Regular readers of The Switzer Report will know that Hong Kong listed Chinese equities (“H-Shares”) have been our most significant single bet in terms of geographic positioning for the past 12-months and that H-shares currently comprise around 45% of the AIM Global High Conviction Fund. Given we have just returned from a week in Beijing, it’s timely to recap some high-level thoughts on the state of the Chinese economy and equities markets.
During our visit to China, we met with 20+ corporates, macro advisers, and Chinese government officials. It would be hard to describe the mood in Beijing as anything other than buoyant. The Chinese economy is enjoying its best period of growth in six years.
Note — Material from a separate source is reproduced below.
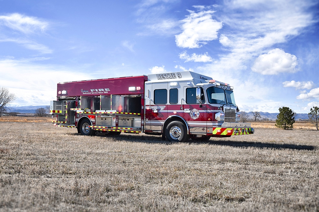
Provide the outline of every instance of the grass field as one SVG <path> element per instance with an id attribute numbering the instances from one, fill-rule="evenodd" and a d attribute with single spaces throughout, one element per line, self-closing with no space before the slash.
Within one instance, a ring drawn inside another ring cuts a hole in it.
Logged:
<path id="1" fill-rule="evenodd" d="M 319 211 L 319 132 L 308 123 L 177 143 L 19 118 L 0 118 L 1 211 Z"/>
One measure that does a decent job of tracking the state of the Chinese economy is the Li Keqiang index. Named after Chinese Premier Li, this index tracks the year-on-year change in bank lending, rail freight, and electricity consumption. This simple dataset is much easier to assess in real time, and therefore less prone to “manipulation” than official Chinese GDP data. In the chart below we have plotted China’s official GDP growth (in Red) versus the Li Keqiang Index (in Blue). While official GDP data has shown steady growth of 7-8% pa over the six years, the Li Keqiang index tells a different story. It shows a distinct cycle of very poor growth in 2014/2015 followed by a very healthy expansion over the past 18 months. While many expect this growth to moderate next year, we believe the economic environment will continue to be positive, particularly given the likely strength of the export sector adding another leg to China’s growth story.